The white shirt I have spent six hours trying not to remember is gone.

He’s in a charcoal henley. Buttons undone, the soft cotton stretched across a chest so broad I have to physically forbid my eyes from doing anything.

The sleeves are pushed up to his elbows, and Lord , the tattoos!

The lines I caught in glimpses out of his collar this afternoon are everywhere …

both forearms, ink running from his wrists up under the henley, dark intricate work I can’t read in the dying light but want to, want to so bad I have to clench my hands at my sides.

There’s a vein running down the inside of his forearm I am going to be thinking about for a long, long time.

His watch is still on. The rings on his big, manly fingers are still on.

And he’s wearing black jeans. Fitted but not tight, sitting on a pair of hips I am not allowed to look at, over heavy black boots that look like they cost as much as my car.

He looks… fucking delicious.

He’s carrying a duffel bag in one hand…black leather, single strap, expensive-looking. Dangling over one boulder-sized shoulder from the tips of his fingers.

Get yourself together.

His eyes fall on me and stop .

He looks at me the way he looked at me the first time.

Slow. From head to toe and back up again.

And when he gets back to my face, he stays there, and the blue of his eyes does that thing again…

pupils widening, just a fraction, just enough that I see it because I am, stupidly, looking right into his gorgeous eyes.

The corner of his sexy mouth pulls up, the beard twitching.

“Aye,” he says, like he’s confirming something to himself. “There she is.”

His voice is rougher than it was this afternoon. Lower. He’s been on the phone all day, maybe, or in the kind of conversation that wears a man’s throat down. Whatever it is, it’s doing things to me that should be illegal.

I cross my arms.

It is the eleven-hundredth time I have crossed my arms today. The motion is automatic. Useless. He sees it and his devastating grin widens, like he is amused that this is still my best defense. My only one…

I tilt my chin up.

“Mr. Maksimov.”

“Adam, love.”

“Mr. Maksimov.”

“Adam. Try it.” His voice goes quieter, the way a man’s voice goes quiet when he is very sure he is going to get what he wants. “It’s just two syllables.”

The way he says it. Like he is teasing me. Like we are flirting . In my foyer. With a bag at his feet. And my daughter upstairs.

I open my mouth to put him in his place, and what comes out is… “Adam.”

Quiet.
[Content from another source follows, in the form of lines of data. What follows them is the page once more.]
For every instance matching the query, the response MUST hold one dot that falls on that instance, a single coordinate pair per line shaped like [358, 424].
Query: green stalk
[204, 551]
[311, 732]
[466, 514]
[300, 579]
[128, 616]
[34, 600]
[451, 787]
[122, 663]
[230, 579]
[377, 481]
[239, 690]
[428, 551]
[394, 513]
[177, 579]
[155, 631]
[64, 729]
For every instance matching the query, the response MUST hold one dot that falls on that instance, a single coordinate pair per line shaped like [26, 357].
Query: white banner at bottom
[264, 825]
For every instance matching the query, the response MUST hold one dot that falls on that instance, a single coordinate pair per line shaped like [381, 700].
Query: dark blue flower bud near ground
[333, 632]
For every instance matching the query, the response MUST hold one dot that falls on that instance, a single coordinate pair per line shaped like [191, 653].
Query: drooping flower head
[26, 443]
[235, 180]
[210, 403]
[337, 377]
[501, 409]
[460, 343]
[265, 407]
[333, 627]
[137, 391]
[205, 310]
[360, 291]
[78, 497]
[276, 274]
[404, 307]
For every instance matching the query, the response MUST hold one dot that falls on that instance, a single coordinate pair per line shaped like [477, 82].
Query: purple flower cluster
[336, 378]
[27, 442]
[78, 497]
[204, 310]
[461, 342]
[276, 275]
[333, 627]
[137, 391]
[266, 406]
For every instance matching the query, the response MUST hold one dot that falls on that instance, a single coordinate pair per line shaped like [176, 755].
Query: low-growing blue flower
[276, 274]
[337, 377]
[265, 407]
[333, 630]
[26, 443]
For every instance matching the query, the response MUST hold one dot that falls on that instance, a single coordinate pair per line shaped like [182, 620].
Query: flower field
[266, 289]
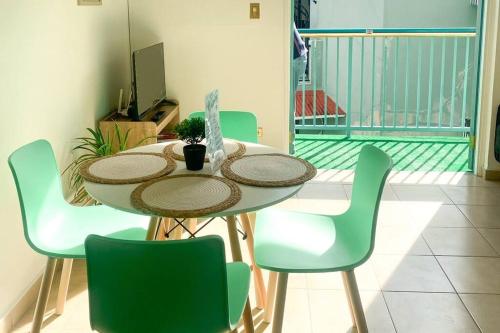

Soft.

His pupils dilate again.

His jaw twitches.

I have made a tactical error, and we both know it.

He picks up his bag and steps over the threshold. He is close…so close…close enough that I can smell him again, the intoxicating blend of cologne and him .

He walks past me into my house, sets the bag down at the foot of the stairs, turns, and looks at me where I am standing in the open doorway.

“Right then.” He runs a hand over his beard. “Show me where I’m sleeping, love.”